LONDON, Sept. 13 (Xinhua) -- British scientists reported on Thursday they have discovered the first single gene cause of increased sensitivity to the hormone insulin, which may lead to new treatments for diabetes.
Researchers at University of Oxford reported in the New England Journal of Medicine that a mutation in the gene PTEN could increase sensitivity to insulin, which is the key hormone in diabetes.
"Insulin resistance is a major feature of type 2 diabetes," said Dr. Anna Gloyn at Oxford, "the insulin-producing cells in the pancreas may be working hard and pumping out lots of insulin, but the body's cells no longer respond."
"Finding a genetic cause of the opposite - insulin sensitivity - gives us a new window on the biological processes involved. Such understanding could be important in developing new drugs that restore insulin sensitivity in type 2 diabetes."

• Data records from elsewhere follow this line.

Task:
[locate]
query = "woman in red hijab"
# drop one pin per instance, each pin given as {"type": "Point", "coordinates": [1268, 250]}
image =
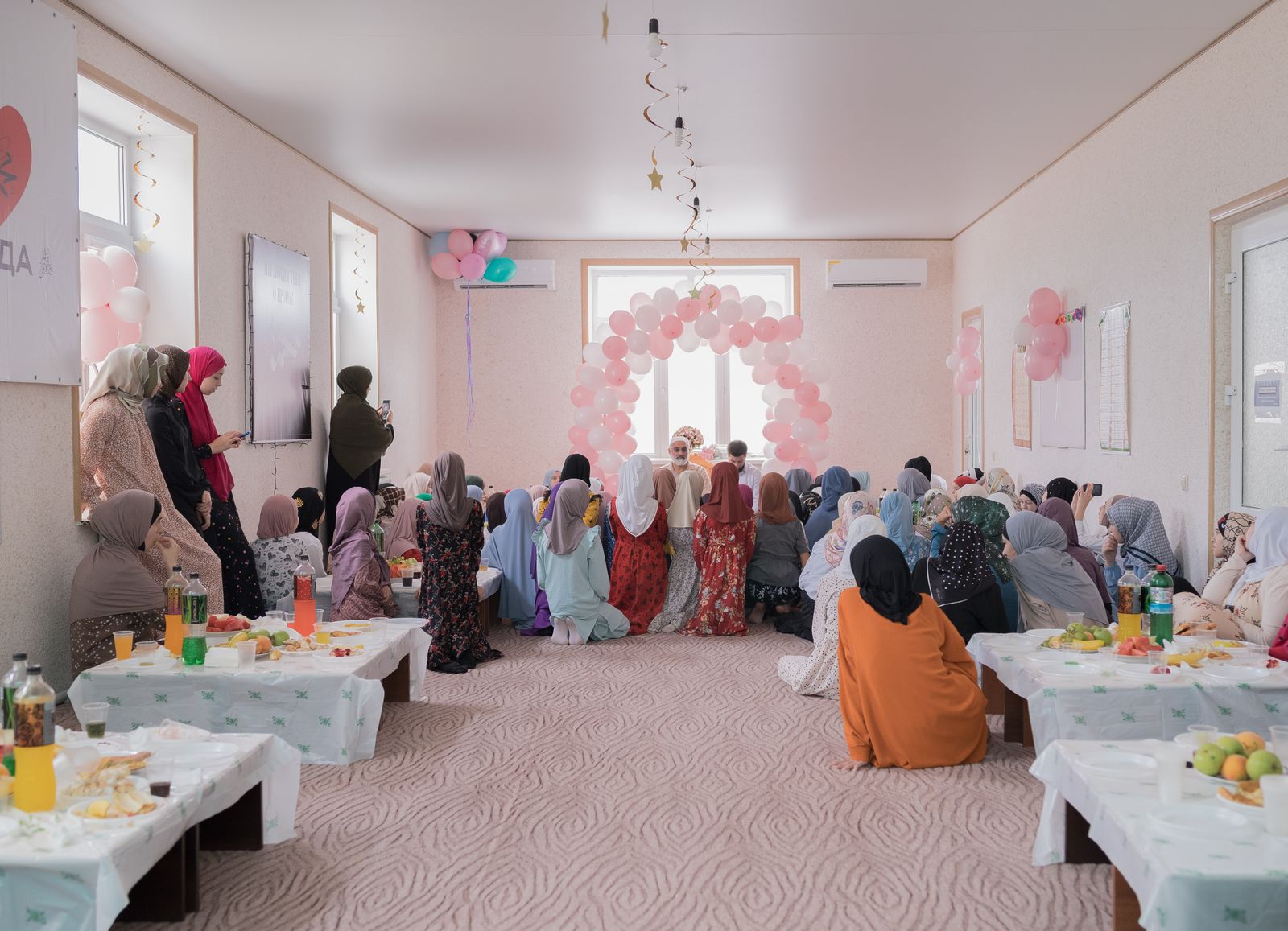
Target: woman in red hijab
{"type": "Point", "coordinates": [724, 536]}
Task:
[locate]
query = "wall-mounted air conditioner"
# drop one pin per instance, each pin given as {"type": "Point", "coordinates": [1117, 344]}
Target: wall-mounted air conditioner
{"type": "Point", "coordinates": [876, 274]}
{"type": "Point", "coordinates": [531, 274]}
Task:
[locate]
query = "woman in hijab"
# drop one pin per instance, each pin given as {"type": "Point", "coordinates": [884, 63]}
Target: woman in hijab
{"type": "Point", "coordinates": [897, 514]}
{"type": "Point", "coordinates": [682, 579]}
{"type": "Point", "coordinates": [118, 455]}
{"type": "Point", "coordinates": [190, 488]}
{"type": "Point", "coordinates": [450, 531]}
{"type": "Point", "coordinates": [1247, 599]}
{"type": "Point", "coordinates": [908, 690]}
{"type": "Point", "coordinates": [963, 583]}
{"type": "Point", "coordinates": [1062, 514]}
{"type": "Point", "coordinates": [773, 575]}
{"type": "Point", "coordinates": [571, 571]}
{"type": "Point", "coordinates": [817, 674]}
{"type": "Point", "coordinates": [1049, 581]}
{"type": "Point", "coordinates": [225, 534]}
{"type": "Point", "coordinates": [836, 482]}
{"type": "Point", "coordinates": [641, 532]}
{"type": "Point", "coordinates": [360, 585]}
{"type": "Point", "coordinates": [280, 550]}
{"type": "Point", "coordinates": [358, 438]}
{"type": "Point", "coordinates": [724, 536]}
{"type": "Point", "coordinates": [113, 590]}
{"type": "Point", "coordinates": [510, 550]}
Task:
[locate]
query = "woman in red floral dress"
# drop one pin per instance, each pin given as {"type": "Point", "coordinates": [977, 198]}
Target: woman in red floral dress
{"type": "Point", "coordinates": [724, 536]}
{"type": "Point", "coordinates": [639, 559]}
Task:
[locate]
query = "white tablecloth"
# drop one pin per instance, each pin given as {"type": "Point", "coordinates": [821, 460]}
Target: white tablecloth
{"type": "Point", "coordinates": [1199, 885]}
{"type": "Point", "coordinates": [1121, 708]}
{"type": "Point", "coordinates": [407, 596]}
{"type": "Point", "coordinates": [85, 885]}
{"type": "Point", "coordinates": [325, 707]}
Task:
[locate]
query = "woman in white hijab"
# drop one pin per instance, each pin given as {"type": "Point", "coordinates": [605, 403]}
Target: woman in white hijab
{"type": "Point", "coordinates": [639, 540]}
{"type": "Point", "coordinates": [818, 674]}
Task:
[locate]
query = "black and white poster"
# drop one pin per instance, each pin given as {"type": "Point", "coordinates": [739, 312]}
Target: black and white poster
{"type": "Point", "coordinates": [277, 343]}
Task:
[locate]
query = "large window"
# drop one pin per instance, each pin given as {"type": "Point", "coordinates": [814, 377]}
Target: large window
{"type": "Point", "coordinates": [701, 388]}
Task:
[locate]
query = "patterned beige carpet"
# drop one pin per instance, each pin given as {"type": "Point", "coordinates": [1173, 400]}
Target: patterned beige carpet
{"type": "Point", "coordinates": [657, 782]}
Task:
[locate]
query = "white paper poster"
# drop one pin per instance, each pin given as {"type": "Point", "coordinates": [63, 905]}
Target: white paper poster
{"type": "Point", "coordinates": [39, 210]}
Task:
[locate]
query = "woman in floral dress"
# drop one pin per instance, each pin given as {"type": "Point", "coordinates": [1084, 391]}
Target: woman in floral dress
{"type": "Point", "coordinates": [724, 536]}
{"type": "Point", "coordinates": [450, 531]}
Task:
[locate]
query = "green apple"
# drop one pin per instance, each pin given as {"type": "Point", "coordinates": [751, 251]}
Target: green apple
{"type": "Point", "coordinates": [1208, 759]}
{"type": "Point", "coordinates": [1264, 763]}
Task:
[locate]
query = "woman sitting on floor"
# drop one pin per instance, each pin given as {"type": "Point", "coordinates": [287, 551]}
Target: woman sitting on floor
{"type": "Point", "coordinates": [113, 590]}
{"type": "Point", "coordinates": [572, 573]}
{"type": "Point", "coordinates": [908, 693]}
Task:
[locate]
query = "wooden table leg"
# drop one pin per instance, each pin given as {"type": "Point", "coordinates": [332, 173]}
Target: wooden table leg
{"type": "Point", "coordinates": [1079, 847]}
{"type": "Point", "coordinates": [238, 827]}
{"type": "Point", "coordinates": [1126, 905]}
{"type": "Point", "coordinates": [398, 682]}
{"type": "Point", "coordinates": [995, 693]}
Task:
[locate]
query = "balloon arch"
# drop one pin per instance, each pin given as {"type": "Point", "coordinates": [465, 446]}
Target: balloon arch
{"type": "Point", "coordinates": [781, 360]}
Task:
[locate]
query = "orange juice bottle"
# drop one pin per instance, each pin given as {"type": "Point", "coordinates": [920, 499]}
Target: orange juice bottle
{"type": "Point", "coordinates": [34, 785]}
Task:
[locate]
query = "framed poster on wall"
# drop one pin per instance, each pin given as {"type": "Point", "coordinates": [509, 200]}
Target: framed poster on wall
{"type": "Point", "coordinates": [279, 403]}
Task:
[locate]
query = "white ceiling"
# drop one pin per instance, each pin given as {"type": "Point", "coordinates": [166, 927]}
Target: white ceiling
{"type": "Point", "coordinates": [815, 119]}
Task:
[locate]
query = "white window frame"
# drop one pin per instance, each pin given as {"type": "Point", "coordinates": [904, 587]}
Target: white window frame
{"type": "Point", "coordinates": [667, 274]}
{"type": "Point", "coordinates": [1255, 233]}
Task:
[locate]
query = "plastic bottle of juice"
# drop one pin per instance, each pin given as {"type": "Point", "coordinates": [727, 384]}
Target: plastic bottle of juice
{"type": "Point", "coordinates": [174, 587]}
{"type": "Point", "coordinates": [34, 785]}
{"type": "Point", "coordinates": [195, 622]}
{"type": "Point", "coordinates": [1161, 605]}
{"type": "Point", "coordinates": [1130, 605]}
{"type": "Point", "coordinates": [12, 682]}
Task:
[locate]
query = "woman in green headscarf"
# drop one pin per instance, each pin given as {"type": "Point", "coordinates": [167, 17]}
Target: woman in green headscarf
{"type": "Point", "coordinates": [358, 439]}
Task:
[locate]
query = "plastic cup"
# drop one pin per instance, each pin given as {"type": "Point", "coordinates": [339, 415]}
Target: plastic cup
{"type": "Point", "coordinates": [124, 644]}
{"type": "Point", "coordinates": [1274, 792]}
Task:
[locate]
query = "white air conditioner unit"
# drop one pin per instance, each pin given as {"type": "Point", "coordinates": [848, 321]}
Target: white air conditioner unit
{"type": "Point", "coordinates": [876, 274]}
{"type": "Point", "coordinates": [531, 274]}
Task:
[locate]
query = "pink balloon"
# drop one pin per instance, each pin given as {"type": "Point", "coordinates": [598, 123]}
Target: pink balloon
{"type": "Point", "coordinates": [766, 328]}
{"type": "Point", "coordinates": [621, 322]}
{"type": "Point", "coordinates": [446, 266]}
{"type": "Point", "coordinates": [968, 341]}
{"type": "Point", "coordinates": [1045, 307]}
{"type": "Point", "coordinates": [615, 348]}
{"type": "Point", "coordinates": [658, 345]}
{"type": "Point", "coordinates": [1040, 367]}
{"type": "Point", "coordinates": [1049, 339]}
{"type": "Point", "coordinates": [787, 450]}
{"type": "Point", "coordinates": [617, 373]}
{"type": "Point", "coordinates": [460, 244]}
{"type": "Point", "coordinates": [777, 430]}
{"type": "Point", "coordinates": [473, 267]}
{"type": "Point", "coordinates": [489, 245]}
{"type": "Point", "coordinates": [742, 335]}
{"type": "Point", "coordinates": [807, 393]}
{"type": "Point", "coordinates": [789, 375]}
{"type": "Point", "coordinates": [688, 311]}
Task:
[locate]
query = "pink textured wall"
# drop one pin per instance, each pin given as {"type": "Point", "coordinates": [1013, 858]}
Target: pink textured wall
{"type": "Point", "coordinates": [890, 392]}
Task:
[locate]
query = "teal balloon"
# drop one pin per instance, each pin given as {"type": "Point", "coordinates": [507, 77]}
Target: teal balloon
{"type": "Point", "coordinates": [500, 270]}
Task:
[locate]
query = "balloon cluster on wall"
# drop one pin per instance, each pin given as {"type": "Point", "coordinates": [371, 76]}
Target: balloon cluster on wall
{"type": "Point", "coordinates": [113, 308]}
{"type": "Point", "coordinates": [460, 255]}
{"type": "Point", "coordinates": [964, 362]}
{"type": "Point", "coordinates": [1040, 336]}
{"type": "Point", "coordinates": [781, 360]}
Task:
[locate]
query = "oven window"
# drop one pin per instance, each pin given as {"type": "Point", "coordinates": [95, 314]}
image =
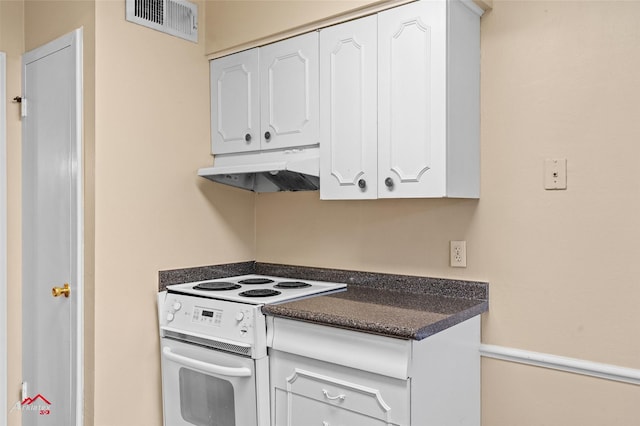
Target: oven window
{"type": "Point", "coordinates": [206, 400]}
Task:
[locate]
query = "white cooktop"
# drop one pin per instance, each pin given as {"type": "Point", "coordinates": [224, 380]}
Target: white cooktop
{"type": "Point", "coordinates": [256, 289]}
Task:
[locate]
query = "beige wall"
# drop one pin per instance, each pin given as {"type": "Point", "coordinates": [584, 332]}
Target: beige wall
{"type": "Point", "coordinates": [559, 79]}
{"type": "Point", "coordinates": [152, 211]}
{"type": "Point", "coordinates": [146, 131]}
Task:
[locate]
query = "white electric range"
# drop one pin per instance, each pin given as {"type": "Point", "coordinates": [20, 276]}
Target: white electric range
{"type": "Point", "coordinates": [214, 347]}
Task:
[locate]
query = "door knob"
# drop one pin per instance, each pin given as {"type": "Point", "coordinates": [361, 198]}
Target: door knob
{"type": "Point", "coordinates": [59, 291]}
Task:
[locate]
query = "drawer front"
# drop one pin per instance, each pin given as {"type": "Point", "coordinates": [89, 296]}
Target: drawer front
{"type": "Point", "coordinates": [311, 392]}
{"type": "Point", "coordinates": [311, 412]}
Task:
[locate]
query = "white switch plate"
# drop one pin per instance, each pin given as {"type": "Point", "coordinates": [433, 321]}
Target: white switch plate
{"type": "Point", "coordinates": [555, 173]}
{"type": "Point", "coordinates": [458, 255]}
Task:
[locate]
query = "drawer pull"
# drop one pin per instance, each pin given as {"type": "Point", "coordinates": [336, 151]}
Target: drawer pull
{"type": "Point", "coordinates": [341, 397]}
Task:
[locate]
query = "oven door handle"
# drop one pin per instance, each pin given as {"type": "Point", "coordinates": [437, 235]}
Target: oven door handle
{"type": "Point", "coordinates": [205, 366]}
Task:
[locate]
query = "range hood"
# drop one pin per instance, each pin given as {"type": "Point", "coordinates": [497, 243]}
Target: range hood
{"type": "Point", "coordinates": [296, 169]}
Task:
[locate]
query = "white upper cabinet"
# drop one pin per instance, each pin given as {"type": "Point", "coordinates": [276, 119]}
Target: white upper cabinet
{"type": "Point", "coordinates": [348, 110]}
{"type": "Point", "coordinates": [266, 98]}
{"type": "Point", "coordinates": [289, 98]}
{"type": "Point", "coordinates": [235, 103]}
{"type": "Point", "coordinates": [426, 137]}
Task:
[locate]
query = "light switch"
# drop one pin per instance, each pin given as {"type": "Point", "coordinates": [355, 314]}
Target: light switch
{"type": "Point", "coordinates": [555, 173]}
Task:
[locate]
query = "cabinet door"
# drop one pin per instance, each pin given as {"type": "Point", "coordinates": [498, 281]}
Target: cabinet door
{"type": "Point", "coordinates": [289, 98]}
{"type": "Point", "coordinates": [412, 106]}
{"type": "Point", "coordinates": [235, 103]}
{"type": "Point", "coordinates": [348, 110]}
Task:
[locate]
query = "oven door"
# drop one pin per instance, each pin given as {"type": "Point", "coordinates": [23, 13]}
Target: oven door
{"type": "Point", "coordinates": [206, 387]}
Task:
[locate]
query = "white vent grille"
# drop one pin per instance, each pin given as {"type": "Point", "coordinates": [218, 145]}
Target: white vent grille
{"type": "Point", "coordinates": [175, 17]}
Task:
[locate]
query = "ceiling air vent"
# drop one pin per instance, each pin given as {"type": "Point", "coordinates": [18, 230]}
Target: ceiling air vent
{"type": "Point", "coordinates": [175, 17]}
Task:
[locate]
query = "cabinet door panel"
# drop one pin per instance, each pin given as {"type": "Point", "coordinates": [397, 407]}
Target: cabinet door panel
{"type": "Point", "coordinates": [348, 110]}
{"type": "Point", "coordinates": [289, 101]}
{"type": "Point", "coordinates": [235, 103]}
{"type": "Point", "coordinates": [412, 100]}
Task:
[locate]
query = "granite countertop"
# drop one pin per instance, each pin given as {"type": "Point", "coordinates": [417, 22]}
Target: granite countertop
{"type": "Point", "coordinates": [400, 306]}
{"type": "Point", "coordinates": [392, 313]}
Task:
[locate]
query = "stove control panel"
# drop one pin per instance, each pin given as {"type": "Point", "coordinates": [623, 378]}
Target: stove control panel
{"type": "Point", "coordinates": [211, 317]}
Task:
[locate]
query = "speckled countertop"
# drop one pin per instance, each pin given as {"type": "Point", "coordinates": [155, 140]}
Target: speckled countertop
{"type": "Point", "coordinates": [388, 312]}
{"type": "Point", "coordinates": [402, 306]}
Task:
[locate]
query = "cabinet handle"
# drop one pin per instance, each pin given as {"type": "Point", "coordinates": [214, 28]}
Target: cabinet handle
{"type": "Point", "coordinates": [341, 397]}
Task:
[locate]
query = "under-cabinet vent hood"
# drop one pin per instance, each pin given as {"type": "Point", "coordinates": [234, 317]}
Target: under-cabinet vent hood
{"type": "Point", "coordinates": [268, 171]}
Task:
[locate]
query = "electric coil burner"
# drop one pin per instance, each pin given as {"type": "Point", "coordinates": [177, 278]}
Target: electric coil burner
{"type": "Point", "coordinates": [292, 284]}
{"type": "Point", "coordinates": [253, 281]}
{"type": "Point", "coordinates": [256, 289]}
{"type": "Point", "coordinates": [260, 292]}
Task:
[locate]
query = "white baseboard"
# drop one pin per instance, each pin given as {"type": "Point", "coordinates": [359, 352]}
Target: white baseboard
{"type": "Point", "coordinates": [569, 365]}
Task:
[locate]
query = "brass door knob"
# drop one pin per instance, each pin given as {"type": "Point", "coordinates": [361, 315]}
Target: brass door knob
{"type": "Point", "coordinates": [59, 291]}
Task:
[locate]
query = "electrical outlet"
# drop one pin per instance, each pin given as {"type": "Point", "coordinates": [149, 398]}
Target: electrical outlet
{"type": "Point", "coordinates": [458, 251]}
{"type": "Point", "coordinates": [555, 173]}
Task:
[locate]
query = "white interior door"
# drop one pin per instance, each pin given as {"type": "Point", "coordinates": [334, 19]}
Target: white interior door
{"type": "Point", "coordinates": [3, 240]}
{"type": "Point", "coordinates": [52, 233]}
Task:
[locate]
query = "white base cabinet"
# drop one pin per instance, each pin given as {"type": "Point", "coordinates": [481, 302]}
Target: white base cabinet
{"type": "Point", "coordinates": [328, 376]}
{"type": "Point", "coordinates": [399, 103]}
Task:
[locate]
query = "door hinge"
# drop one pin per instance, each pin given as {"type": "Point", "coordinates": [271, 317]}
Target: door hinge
{"type": "Point", "coordinates": [23, 105]}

The discovery came from glucose tolerance tests with people diagnosed with a disease called Cowden syndrome, who showed significantly higher insulin sensitivity than common people.
The research meant that the mutation in gene PTEN is also accompanied by some healthy risks, and a lot of more work need to be done before it is explored to treat diabetes.
"We now know that mutations that inactivate the PTEN gene result in increased cancer risk and obesity, but also increase insulin sensitivity which is very likely to protect against type 2 diabetes," Gloyn said.
"While there are promising research avenues to pursue here, in the meantime the best way to avoid diabetes remains exercising more and eating less," she added.